Pensó en el desfile. Los tambores y las trompetas procedían de la banda que se preparaba para desfilar por la avenida Buckingham al mediodía. Se levantó, se acercó a la ventana y corrió las cortinas. Aquel coche no había puesto en marcha el motor porque habían cerrado la calle desde la avenida Buckingham hasta Rome Basin. Treinta y seis manzanas. Observó la avenida a través de la ventana. Era una línea definida de asfalto azul grisáceo bajo un ardiente sol, y tan limpio que Jimmy no recordaba haberlo visto nunca así. Caballetes azules bloqueaban el acceso a cualquier calle que cruzara y se extendían de un extremo a otro del bordillo hasta donde Jimmy alcanzaba a ver en ambas direcciones.
La gente había empezado a salir de sus casas para coger sitio en la acera. Jimmy observó cómo se instalaban con sus neveras portátiles, sus radios y sus cestas de comida, y saludó a Dan y Maureen Guden mientras éstos desplegaban sus tumbonas delante de la lavandería Hennessey. Cuando le devolvieron el saludo, se sintió conmovido por la preocupación que vio en sus rostros. Maureen ahuecó las manos alrededor de su boca y le llamó. Jimmy abrió la ventana y se apoyó en la mosquitera, y le llegó un soplo del sol de la mañana, del aire diáfano, y los restos del polvo primaveral que estaban pegados a la tela metálica.
– ¿Qué has dicho, Maureen?
– Te he preguntado cómo estás, cariño. ¿Estás bien?
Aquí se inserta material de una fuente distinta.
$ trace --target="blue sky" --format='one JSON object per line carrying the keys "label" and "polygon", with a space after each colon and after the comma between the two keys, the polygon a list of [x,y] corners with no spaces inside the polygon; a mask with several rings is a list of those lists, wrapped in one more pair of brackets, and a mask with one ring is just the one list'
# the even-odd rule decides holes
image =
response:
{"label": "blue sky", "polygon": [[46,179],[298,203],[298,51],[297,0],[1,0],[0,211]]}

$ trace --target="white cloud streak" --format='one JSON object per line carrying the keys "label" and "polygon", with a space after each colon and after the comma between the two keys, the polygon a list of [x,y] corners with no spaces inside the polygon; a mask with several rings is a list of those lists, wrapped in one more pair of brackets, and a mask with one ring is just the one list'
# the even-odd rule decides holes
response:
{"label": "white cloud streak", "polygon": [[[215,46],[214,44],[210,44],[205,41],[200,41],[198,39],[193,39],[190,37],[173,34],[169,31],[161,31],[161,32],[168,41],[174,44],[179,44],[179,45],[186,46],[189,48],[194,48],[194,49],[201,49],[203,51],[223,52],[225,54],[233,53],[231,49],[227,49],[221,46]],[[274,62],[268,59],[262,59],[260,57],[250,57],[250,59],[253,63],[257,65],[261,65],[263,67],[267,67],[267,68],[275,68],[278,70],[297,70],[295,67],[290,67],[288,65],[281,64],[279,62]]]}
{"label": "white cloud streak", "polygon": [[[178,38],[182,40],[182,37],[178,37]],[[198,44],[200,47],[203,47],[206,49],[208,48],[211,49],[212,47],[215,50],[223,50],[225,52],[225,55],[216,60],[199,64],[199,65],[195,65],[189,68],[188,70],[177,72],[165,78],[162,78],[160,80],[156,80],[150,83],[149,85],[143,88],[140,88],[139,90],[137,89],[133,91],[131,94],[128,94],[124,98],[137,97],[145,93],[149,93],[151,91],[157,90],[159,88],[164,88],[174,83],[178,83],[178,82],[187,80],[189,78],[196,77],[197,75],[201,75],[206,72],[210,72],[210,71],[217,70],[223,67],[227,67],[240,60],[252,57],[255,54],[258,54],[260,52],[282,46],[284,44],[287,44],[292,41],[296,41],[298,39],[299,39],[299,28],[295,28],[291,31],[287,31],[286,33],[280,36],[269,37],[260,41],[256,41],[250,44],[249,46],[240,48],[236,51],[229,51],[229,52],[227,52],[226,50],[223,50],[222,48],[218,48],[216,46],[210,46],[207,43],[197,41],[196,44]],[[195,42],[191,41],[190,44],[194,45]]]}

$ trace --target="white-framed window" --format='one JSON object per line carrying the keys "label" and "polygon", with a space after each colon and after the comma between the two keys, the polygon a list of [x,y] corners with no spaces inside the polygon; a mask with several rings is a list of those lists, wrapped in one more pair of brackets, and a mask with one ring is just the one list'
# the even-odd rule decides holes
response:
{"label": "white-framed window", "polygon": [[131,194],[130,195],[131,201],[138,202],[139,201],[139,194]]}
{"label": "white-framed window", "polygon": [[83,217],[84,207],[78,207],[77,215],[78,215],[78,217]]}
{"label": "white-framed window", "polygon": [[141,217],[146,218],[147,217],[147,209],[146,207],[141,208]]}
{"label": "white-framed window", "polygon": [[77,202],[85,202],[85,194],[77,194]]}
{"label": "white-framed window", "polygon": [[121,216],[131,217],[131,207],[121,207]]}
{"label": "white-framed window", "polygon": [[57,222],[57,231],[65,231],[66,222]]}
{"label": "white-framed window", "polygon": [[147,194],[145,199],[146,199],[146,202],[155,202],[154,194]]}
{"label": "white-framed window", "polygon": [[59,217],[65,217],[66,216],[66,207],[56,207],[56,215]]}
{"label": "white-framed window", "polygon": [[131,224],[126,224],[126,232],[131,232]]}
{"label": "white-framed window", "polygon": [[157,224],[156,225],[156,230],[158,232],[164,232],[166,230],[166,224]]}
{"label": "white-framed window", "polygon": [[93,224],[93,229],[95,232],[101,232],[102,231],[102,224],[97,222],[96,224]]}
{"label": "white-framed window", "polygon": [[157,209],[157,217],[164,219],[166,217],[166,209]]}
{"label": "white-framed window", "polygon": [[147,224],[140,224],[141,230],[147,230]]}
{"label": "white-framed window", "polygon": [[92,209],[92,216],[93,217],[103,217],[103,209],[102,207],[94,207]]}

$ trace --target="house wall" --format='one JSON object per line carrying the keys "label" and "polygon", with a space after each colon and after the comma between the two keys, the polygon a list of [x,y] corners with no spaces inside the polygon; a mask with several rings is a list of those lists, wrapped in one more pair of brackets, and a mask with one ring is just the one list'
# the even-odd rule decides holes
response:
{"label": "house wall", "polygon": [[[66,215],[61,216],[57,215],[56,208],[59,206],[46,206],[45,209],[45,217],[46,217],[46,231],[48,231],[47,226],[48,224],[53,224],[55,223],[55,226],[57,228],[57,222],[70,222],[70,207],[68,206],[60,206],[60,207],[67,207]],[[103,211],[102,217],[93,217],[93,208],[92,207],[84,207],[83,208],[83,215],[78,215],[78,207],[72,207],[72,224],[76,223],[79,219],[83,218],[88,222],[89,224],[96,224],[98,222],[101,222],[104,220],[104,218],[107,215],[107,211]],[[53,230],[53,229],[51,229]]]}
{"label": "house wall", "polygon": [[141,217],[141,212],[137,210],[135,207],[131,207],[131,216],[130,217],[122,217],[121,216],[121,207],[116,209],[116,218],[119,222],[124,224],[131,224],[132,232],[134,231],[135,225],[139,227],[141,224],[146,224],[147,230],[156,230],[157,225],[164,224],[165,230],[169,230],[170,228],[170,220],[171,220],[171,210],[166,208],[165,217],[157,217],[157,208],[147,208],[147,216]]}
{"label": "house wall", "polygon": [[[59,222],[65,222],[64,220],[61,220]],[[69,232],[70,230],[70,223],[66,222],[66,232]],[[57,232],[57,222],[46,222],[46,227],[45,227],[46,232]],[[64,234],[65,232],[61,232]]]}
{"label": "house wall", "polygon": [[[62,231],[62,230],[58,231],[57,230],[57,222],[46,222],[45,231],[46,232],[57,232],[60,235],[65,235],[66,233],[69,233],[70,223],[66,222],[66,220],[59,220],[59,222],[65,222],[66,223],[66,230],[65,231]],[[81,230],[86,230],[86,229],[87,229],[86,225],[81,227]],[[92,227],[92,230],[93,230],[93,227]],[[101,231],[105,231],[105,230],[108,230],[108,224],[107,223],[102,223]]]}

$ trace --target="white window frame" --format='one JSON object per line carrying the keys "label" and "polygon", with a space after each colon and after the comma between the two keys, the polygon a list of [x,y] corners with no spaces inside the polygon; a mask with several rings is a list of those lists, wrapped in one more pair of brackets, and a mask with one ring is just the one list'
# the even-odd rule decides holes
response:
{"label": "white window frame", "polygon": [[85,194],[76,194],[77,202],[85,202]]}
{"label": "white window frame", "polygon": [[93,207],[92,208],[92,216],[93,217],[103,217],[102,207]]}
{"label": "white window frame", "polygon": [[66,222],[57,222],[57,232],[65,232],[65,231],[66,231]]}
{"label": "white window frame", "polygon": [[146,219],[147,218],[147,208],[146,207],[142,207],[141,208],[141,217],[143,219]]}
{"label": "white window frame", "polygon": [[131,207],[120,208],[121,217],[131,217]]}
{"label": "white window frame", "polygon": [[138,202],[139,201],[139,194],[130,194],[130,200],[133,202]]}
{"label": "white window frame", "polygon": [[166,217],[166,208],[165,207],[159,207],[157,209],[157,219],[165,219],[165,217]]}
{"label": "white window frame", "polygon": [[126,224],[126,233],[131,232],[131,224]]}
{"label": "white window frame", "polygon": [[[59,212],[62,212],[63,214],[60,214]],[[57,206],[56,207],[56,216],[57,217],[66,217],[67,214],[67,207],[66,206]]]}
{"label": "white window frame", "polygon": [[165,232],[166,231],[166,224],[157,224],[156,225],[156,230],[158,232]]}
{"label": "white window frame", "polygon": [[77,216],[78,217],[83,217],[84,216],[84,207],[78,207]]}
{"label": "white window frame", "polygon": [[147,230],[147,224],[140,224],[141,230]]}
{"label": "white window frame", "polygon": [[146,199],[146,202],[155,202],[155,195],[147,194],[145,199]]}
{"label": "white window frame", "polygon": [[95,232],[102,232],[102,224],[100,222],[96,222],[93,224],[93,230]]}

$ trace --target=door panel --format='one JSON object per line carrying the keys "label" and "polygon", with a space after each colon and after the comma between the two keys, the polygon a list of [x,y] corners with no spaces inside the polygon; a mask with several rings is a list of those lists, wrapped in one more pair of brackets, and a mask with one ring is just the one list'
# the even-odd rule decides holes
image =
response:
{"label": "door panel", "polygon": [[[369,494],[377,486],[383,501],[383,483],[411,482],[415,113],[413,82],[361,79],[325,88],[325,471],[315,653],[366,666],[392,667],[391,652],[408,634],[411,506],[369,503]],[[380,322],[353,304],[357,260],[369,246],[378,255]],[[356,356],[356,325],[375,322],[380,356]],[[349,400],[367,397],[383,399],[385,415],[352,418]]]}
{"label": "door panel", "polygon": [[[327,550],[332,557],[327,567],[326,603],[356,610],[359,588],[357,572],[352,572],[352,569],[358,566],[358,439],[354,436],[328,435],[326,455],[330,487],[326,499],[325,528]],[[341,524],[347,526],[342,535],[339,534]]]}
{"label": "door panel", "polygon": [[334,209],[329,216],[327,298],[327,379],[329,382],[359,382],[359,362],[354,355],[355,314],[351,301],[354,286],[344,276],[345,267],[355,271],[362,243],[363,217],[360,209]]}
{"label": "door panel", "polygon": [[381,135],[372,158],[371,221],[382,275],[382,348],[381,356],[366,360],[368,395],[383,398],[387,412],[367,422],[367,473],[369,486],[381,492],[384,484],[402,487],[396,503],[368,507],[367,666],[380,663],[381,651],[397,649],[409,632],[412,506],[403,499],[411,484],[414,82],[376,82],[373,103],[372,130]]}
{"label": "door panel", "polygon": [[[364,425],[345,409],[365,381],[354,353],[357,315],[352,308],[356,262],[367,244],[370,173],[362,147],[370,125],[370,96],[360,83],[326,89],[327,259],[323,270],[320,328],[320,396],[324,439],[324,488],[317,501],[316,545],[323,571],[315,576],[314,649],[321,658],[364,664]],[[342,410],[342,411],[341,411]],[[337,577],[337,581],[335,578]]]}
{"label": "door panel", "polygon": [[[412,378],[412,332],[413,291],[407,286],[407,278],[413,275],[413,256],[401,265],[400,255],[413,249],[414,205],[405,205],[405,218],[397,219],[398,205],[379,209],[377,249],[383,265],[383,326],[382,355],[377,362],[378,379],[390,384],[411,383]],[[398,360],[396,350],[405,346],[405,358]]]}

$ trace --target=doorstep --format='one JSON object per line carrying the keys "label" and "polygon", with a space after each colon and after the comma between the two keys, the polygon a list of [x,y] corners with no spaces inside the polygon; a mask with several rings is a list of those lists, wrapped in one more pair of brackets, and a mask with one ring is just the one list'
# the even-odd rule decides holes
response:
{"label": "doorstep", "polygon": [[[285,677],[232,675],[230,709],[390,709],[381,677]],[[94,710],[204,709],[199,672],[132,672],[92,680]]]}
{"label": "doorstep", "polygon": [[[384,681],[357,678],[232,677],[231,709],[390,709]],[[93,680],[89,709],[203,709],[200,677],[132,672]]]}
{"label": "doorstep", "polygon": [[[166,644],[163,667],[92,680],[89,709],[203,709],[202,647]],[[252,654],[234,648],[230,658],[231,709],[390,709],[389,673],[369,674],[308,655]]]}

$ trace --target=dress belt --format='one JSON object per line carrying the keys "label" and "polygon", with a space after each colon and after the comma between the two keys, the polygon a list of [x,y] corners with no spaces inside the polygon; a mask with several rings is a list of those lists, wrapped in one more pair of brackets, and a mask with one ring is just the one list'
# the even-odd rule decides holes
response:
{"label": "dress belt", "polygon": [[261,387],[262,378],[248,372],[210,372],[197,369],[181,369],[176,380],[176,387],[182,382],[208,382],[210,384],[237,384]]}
– Sí -respondió Jimmy, sorprendiéndose al comprobar que, en realidad, se encontraba bien.
Todavía llevaba a Katie en su interior, como un segundo corazón herido y enfadado, estaba convencido de ello, cuyos latidos airados nunca cesarían. No se hacía ilusiones al respecto. El dolor que sentía se había convertido en algo constante, en algo más real que cualquiera de sus miembros. Pero, en cierto modo, durante su largo sueño, había conseguido aceptarlo. Allí estaba, formaba parte de él, y de ese modo podía manejarlo. Por lo tanto, dadas las circunstancias, se sentía mucho mejor de lo que podría haber esperado.
– Estoy… bien -les dijo a Maureen y a Dan-. Teniendo en cuenta la situación.
Maureen asintió con la cabeza, y Dan le preguntó:
– ¿Necesitas algo, Jim?
– Cualquier cosa que necesites, nos la pides -insistió Maureen.
Jimmy sintió una oleada satisfactoria y eterna de amor hacia ellos y hacia el lugar en general, al contestar:
– Muchas gracias, de verdad, pero no me hace falta nada. Os lo agradezco de todo corazón.
– ¿Vas a bajar? -le preguntó Maureen.
– Sí, creo que sí -respondió Jimmy, sin estar seguro hasta que las palabras le brotaron de la boca-. Nos vemos ahí abajo dentro de un rato.
– Te guardaremos un sitio -terció Dan.
Le saludaron con la mano; Jimmy les devolvió el saludo y se apartó de la ventana, con el pecho aún repleto de aquella arrolladora mezcla de orgullo y de amor. Ésa era su gente. Y aquél era su barrio. Su hogar. Le guardarían un sitio. Lo harían. A Jimmy el de las marismas.»
Así le llamaban los grandullones en los viejos tiempos, antes de que le mandaran a Deer Island. Solían llevarle a los clubes sociales de la calle Prince en la zona del North End, y decían: «Hola, Carla, éste es el amigo del que te hablé. Jimmy. Jimmy el de las marismas».
Carla, Gino o cualquiera de los demás irlandeses abrían los ojos de par en par, y decían: «¿De verdad? Jimmy de las marismas. Encantado de conocerte, Jimmy. Hace mucho tiempo que admiro tu trabajo».
A continuación, contaban chistes sobre su edad: «¿Forzaste tu primera caja fuerte cuando todavía llevabas pañales?», aunque Jimmy notaba el respeto, cuando no algo de temor, que aquellos tipos duros sentían en su presencia.
Él era Jimmy el de las marismas. Había dirigido su primera banda cuando tenía diecisiete años. ¡Sólo diecisiete! ¿No parece imposible? Un tipo serio, con el que nadie se metía. Un hombre que mantenía la boca cerrada, que conocía las reglas del juego y que sabía respetar a los demás. Un hombre que ganaba dinero para sus amigos.
Por aquel entonces era Jimmy de las marismas, y todavía seguía siéndolo, y toda esa gente que empezaba a agruparse a lo largo de las calles por las que iba a pasar el desfile… le querían. Se preocupaban por él y compartían un poco de su dolor de la mejor forma que sabían. Y a cambio de su amor, ¿qué les daba él? Tuvo que preguntárselo. ¿Qué les daba él en realidad?